My wife and I are about to enter a KiwiSaver fund at age 61 and 63. Our circumstances are that we have a sizeable mortgage still ahead of us, but with an estimated $250,000 equity in our house if sold for the current CV.
My wife has a workplace superannuation scheme of just over $100,000 on retirement.
Given our circumstances, my gut feeling is that we need to be in at least a growth, or possibly even an aggressive KiwiSaver fund, rather than a moderate or conservative.
That is, we need to take the risk to try and achieve the maximum return possible to compensate for our late entry into KiwiSaver and the fact that we still have a sizeable mortgage at our age.
Given the above, I would be interested to see what your experts make of my rationale.
I suspect this may be an issue for many of your older readers who are not in, or are considering, joining KiwiSaver at 60-plus age.
You and your wife are at one of the most critical watershed junctures in the life-cycle of working people saving for retirement.
As such the only meaningful answer to your question can be provided by a qualified and authorised financial adviser who would require considerably more information than is possible to fit in a Q & A column such as this.
Although New Zealanders have had plenty of quite rational reasons to eschew consulting financial advisers in the recent past, we're all now in a brave new world where paying for some financial advice is becoming a necessity.
Having said that, and taking your lead, we can provide some markers that would provide a general guide as to which issues are most relevant for situations similar to yours.
The first thing you need to do is both get enrolled in KiwiSaver.
You have two kickstarts worth $1000 each from the government to collect, five years of potential member tax credits (MTCs) and also contributions from your respective employers which may continue beyond your end payment date (that's at least $7200 between you, not including employer contributions).
Also, you may find that after this five-year period your KiwiSaver scheme may provide you with a cost-effective vehicle with which to continue saving and investing.
As to which fund you should be in, that's more difficult to determine but it is more likely you both will be leaning towards the lower end of the risk spectrum depending on the mix of your other assets (ie, somewhere in between a balanced and a conservative fund).
For example, if you've already got a larger proportion of your retirement nest egg in growth assets such as the equity in your property then an asset allocation closer to a conservative fund would be the most likely candidate.
However, that determination is best made by a qualified financial adviser.
* Johnny Lane, Brook Asset Management
Q: We (my husband and I) have an employee who is enrolled in KiwiSaver.
As well as his PAYE salary he also gets a commission for any sales that he makes as a salesman.
These commissions have withholding tax deducted.

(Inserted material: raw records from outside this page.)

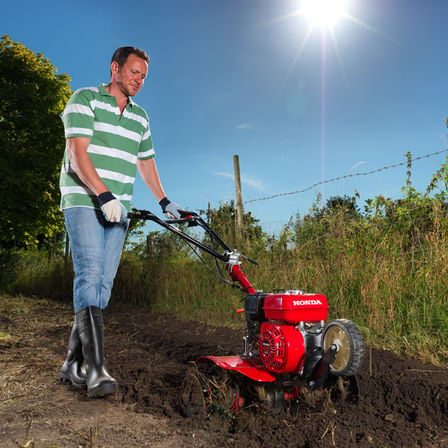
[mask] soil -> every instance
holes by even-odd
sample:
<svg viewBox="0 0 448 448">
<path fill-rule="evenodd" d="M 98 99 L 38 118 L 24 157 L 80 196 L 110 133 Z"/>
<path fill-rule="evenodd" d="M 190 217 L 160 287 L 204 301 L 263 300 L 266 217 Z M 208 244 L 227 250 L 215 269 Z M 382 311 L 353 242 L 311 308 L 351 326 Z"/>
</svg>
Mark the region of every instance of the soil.
<svg viewBox="0 0 448 448">
<path fill-rule="evenodd" d="M 262 407 L 207 418 L 179 407 L 189 362 L 238 354 L 242 332 L 114 305 L 105 312 L 113 396 L 58 381 L 68 302 L 0 297 L 0 446 L 448 447 L 448 370 L 367 348 L 357 403 Z"/>
</svg>

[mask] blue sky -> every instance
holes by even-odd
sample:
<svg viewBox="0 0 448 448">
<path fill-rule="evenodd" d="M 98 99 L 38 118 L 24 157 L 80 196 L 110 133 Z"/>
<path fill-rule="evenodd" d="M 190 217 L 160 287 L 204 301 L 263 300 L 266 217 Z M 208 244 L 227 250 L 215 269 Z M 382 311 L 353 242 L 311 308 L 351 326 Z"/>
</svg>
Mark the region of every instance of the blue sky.
<svg viewBox="0 0 448 448">
<path fill-rule="evenodd" d="M 151 57 L 135 98 L 148 111 L 168 197 L 205 209 L 302 190 L 448 148 L 448 2 L 347 0 L 333 33 L 294 14 L 301 0 L 16 0 L 1 34 L 42 52 L 71 87 L 109 81 L 115 48 Z M 445 154 L 415 162 L 423 191 Z M 308 211 L 317 193 L 399 197 L 406 167 L 248 202 L 268 232 Z M 135 205 L 159 213 L 142 182 Z"/>
</svg>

Are we correct in thinking that the PAYE salary is subject to KiwiSaver deductions, but not the commission?
I have checked up on the KiwiSaver website, and it appears that we are correct.
Employer KiwiSaver contributions are based on an employee's gross salary or wages.

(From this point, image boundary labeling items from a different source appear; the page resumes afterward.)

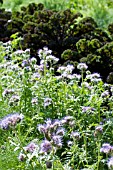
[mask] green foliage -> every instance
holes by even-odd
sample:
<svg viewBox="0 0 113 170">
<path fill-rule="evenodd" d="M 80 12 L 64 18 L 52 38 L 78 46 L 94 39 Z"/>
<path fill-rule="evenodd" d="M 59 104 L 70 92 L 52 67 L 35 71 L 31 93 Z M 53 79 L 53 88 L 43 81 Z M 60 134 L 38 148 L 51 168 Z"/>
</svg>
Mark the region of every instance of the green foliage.
<svg viewBox="0 0 113 170">
<path fill-rule="evenodd" d="M 54 11 L 45 9 L 42 3 L 30 3 L 20 12 L 13 12 L 4 27 L 6 31 L 1 33 L 1 40 L 18 33 L 22 37 L 21 49 L 30 48 L 31 57 L 35 56 L 38 63 L 37 51 L 47 46 L 60 59 L 59 64 L 84 61 L 90 71 L 99 72 L 104 81 L 113 71 L 112 24 L 108 27 L 110 35 L 98 28 L 93 18 L 83 18 L 79 12 Z M 71 52 L 69 56 L 67 49 Z"/>
<path fill-rule="evenodd" d="M 91 74 L 85 63 L 75 66 L 79 74 L 68 64 L 59 67 L 56 76 L 58 58 L 52 51 L 40 49 L 37 65 L 28 49 L 14 50 L 16 36 L 0 49 L 9 58 L 0 63 L 2 169 L 108 170 L 111 150 L 100 149 L 105 143 L 113 145 L 113 85 Z"/>
<path fill-rule="evenodd" d="M 94 18 L 98 26 L 103 29 L 107 29 L 107 26 L 113 22 L 112 0 L 70 0 L 67 7 L 73 12 L 81 12 L 84 17 Z"/>
</svg>

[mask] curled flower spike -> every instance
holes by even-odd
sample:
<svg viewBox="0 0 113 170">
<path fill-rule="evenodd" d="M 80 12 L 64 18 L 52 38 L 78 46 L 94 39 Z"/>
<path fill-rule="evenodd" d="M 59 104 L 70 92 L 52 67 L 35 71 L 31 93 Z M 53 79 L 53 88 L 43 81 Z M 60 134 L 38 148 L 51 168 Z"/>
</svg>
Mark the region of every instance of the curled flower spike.
<svg viewBox="0 0 113 170">
<path fill-rule="evenodd" d="M 100 152 L 109 154 L 112 150 L 112 146 L 109 143 L 104 143 L 100 148 Z"/>
<path fill-rule="evenodd" d="M 15 126 L 23 118 L 24 116 L 22 114 L 9 114 L 0 121 L 0 128 L 4 130 L 9 129 L 9 127 Z"/>
<path fill-rule="evenodd" d="M 44 140 L 40 146 L 40 152 L 41 153 L 48 153 L 52 150 L 52 145 L 48 140 Z"/>
<path fill-rule="evenodd" d="M 78 68 L 79 70 L 87 70 L 88 66 L 87 66 L 85 63 L 79 63 L 79 64 L 77 65 L 77 68 Z"/>
<path fill-rule="evenodd" d="M 25 151 L 33 153 L 37 145 L 34 142 L 29 143 L 26 147 L 24 147 Z"/>
<path fill-rule="evenodd" d="M 108 165 L 108 168 L 109 168 L 109 169 L 112 169 L 112 168 L 113 168 L 113 156 L 108 160 L 107 165 Z"/>
<path fill-rule="evenodd" d="M 94 136 L 97 136 L 97 135 L 101 134 L 102 132 L 103 132 L 103 127 L 101 125 L 99 125 L 95 128 Z"/>
<path fill-rule="evenodd" d="M 44 107 L 49 106 L 52 103 L 52 99 L 51 98 L 45 98 L 44 99 Z"/>
</svg>

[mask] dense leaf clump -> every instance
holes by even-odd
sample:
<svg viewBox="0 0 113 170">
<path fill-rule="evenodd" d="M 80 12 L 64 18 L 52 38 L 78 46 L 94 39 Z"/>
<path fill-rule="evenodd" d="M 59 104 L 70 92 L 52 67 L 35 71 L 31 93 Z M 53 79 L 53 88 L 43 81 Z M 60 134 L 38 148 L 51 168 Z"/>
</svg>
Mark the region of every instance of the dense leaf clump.
<svg viewBox="0 0 113 170">
<path fill-rule="evenodd" d="M 76 66 L 85 62 L 92 72 L 101 73 L 105 81 L 113 71 L 112 37 L 98 28 L 91 17 L 31 3 L 22 7 L 21 12 L 14 12 L 5 26 L 10 35 L 18 32 L 23 37 L 22 49 L 30 48 L 31 56 L 38 60 L 37 51 L 47 46 L 60 59 L 59 64 L 73 62 Z"/>
</svg>

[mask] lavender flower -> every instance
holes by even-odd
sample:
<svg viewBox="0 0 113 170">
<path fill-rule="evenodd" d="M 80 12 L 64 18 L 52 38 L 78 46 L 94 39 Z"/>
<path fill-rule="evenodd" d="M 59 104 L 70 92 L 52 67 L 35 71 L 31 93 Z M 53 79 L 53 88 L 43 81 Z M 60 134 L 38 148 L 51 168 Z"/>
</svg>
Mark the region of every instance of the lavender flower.
<svg viewBox="0 0 113 170">
<path fill-rule="evenodd" d="M 32 98 L 31 103 L 32 105 L 38 104 L 37 98 Z"/>
<path fill-rule="evenodd" d="M 49 106 L 52 103 L 52 99 L 51 98 L 45 98 L 44 99 L 44 107 Z"/>
<path fill-rule="evenodd" d="M 14 89 L 5 89 L 2 93 L 3 97 L 7 96 L 8 94 L 14 93 Z"/>
<path fill-rule="evenodd" d="M 29 143 L 26 147 L 24 147 L 24 150 L 26 152 L 33 153 L 35 149 L 37 148 L 37 145 L 34 142 Z"/>
<path fill-rule="evenodd" d="M 20 153 L 18 156 L 19 161 L 23 162 L 25 160 L 26 156 L 23 153 Z"/>
<path fill-rule="evenodd" d="M 22 114 L 18 113 L 9 114 L 0 121 L 0 128 L 4 130 L 9 129 L 10 126 L 15 126 L 18 122 L 20 122 L 23 117 L 24 116 Z"/>
<path fill-rule="evenodd" d="M 50 141 L 45 139 L 41 143 L 40 148 L 41 148 L 41 150 L 40 150 L 41 153 L 48 153 L 48 152 L 50 152 L 52 150 L 52 145 L 51 145 Z"/>
<path fill-rule="evenodd" d="M 59 148 L 62 147 L 62 137 L 60 135 L 53 135 L 52 141 L 53 141 L 53 144 L 56 145 L 57 147 Z"/>
<path fill-rule="evenodd" d="M 87 66 L 85 63 L 79 63 L 79 64 L 77 65 L 77 68 L 78 68 L 79 70 L 87 70 L 88 66 Z"/>
<path fill-rule="evenodd" d="M 82 106 L 82 113 L 86 113 L 87 111 L 95 111 L 95 109 L 90 106 Z"/>
<path fill-rule="evenodd" d="M 72 132 L 71 137 L 79 140 L 80 139 L 80 133 L 79 132 Z"/>
<path fill-rule="evenodd" d="M 68 147 L 71 147 L 73 145 L 73 142 L 72 141 L 68 141 L 67 145 L 68 145 Z"/>
<path fill-rule="evenodd" d="M 37 62 L 37 59 L 36 59 L 35 57 L 32 57 L 32 58 L 30 59 L 30 62 L 31 62 L 31 64 L 35 65 L 36 62 Z"/>
<path fill-rule="evenodd" d="M 56 135 L 64 136 L 65 134 L 65 129 L 64 128 L 58 128 Z"/>
<path fill-rule="evenodd" d="M 112 149 L 112 146 L 109 143 L 104 143 L 100 148 L 100 152 L 109 154 Z"/>
<path fill-rule="evenodd" d="M 106 90 L 106 91 L 104 91 L 102 94 L 101 94 L 101 97 L 108 97 L 109 96 L 109 91 L 108 90 Z"/>
<path fill-rule="evenodd" d="M 20 97 L 18 95 L 13 95 L 9 100 L 9 104 L 12 105 L 13 103 L 17 103 L 19 100 Z"/>
<path fill-rule="evenodd" d="M 53 124 L 52 124 L 52 128 L 57 128 L 61 126 L 61 121 L 59 121 L 58 119 L 56 119 Z"/>
<path fill-rule="evenodd" d="M 47 127 L 46 127 L 46 124 L 44 124 L 44 125 L 39 124 L 39 125 L 37 126 L 37 128 L 38 128 L 38 131 L 39 131 L 40 133 L 46 134 L 46 133 L 48 132 L 48 129 L 47 129 Z"/>
<path fill-rule="evenodd" d="M 109 169 L 113 169 L 113 156 L 108 160 L 107 165 Z"/>
<path fill-rule="evenodd" d="M 101 134 L 102 132 L 103 132 L 103 127 L 101 125 L 99 125 L 95 128 L 94 136 L 97 136 L 97 135 Z"/>
</svg>

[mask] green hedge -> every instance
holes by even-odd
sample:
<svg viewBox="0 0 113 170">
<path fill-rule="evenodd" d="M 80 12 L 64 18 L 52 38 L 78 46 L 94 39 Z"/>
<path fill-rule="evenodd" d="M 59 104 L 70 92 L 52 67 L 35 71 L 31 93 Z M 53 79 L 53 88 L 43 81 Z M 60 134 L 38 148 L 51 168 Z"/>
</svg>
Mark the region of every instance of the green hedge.
<svg viewBox="0 0 113 170">
<path fill-rule="evenodd" d="M 10 20 L 4 19 L 6 32 L 3 38 L 0 31 L 0 39 L 5 41 L 18 32 L 23 37 L 22 48 L 30 48 L 31 56 L 38 61 L 37 51 L 47 46 L 60 59 L 59 64 L 71 62 L 76 66 L 78 62 L 85 62 L 90 71 L 99 72 L 104 81 L 113 72 L 112 24 L 108 27 L 110 36 L 98 28 L 91 17 L 83 18 L 81 13 L 74 14 L 70 9 L 48 10 L 41 3 L 22 7 L 21 12 L 14 12 L 10 17 Z"/>
</svg>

For contributions to KiwiSaver schemes, gross salary or wages generally means total salary, wages or allowances, including bonuses, commission, extra salary, gratuity, overtime and other remuneration of any kind before tax.
That means the commission paid to an employee should be subject to employer KiwiSaver deductions.
We suggest that you check with your taxation adviser to make sure this is the case in light of your particular situation.
* Donna Nicolof, BNZ head of wealth and private bank
* PwC Tax Partner Geof Nightingale adds:
If the sales commission is paid by the same employer as the salary, then it is likely to be seen as employment-related income and the commission should be subject to PAYE (rather than withholding tax) and Kiwisaver contributions as well.
The only exception is if the employee is a member of a complying superannuation fund (a fund that has similar rules to KiwiSaver funds) and that fund's trust deed excludes commissions from being gross salary and wages for the purposes of that fund. See http://www.ird.govt.nz/kiwisaver/employers/administering/making-deductions/.
Disclaimer: Information provided is stated accurately to the best of the respondent's knowledge at the time of publication. It is general in nature and should not be construed, or relied on, as a recommendation to invest in a particular financial product or class of financial product. Readers should seek independent financial advice specific to their situation before making an investment decision.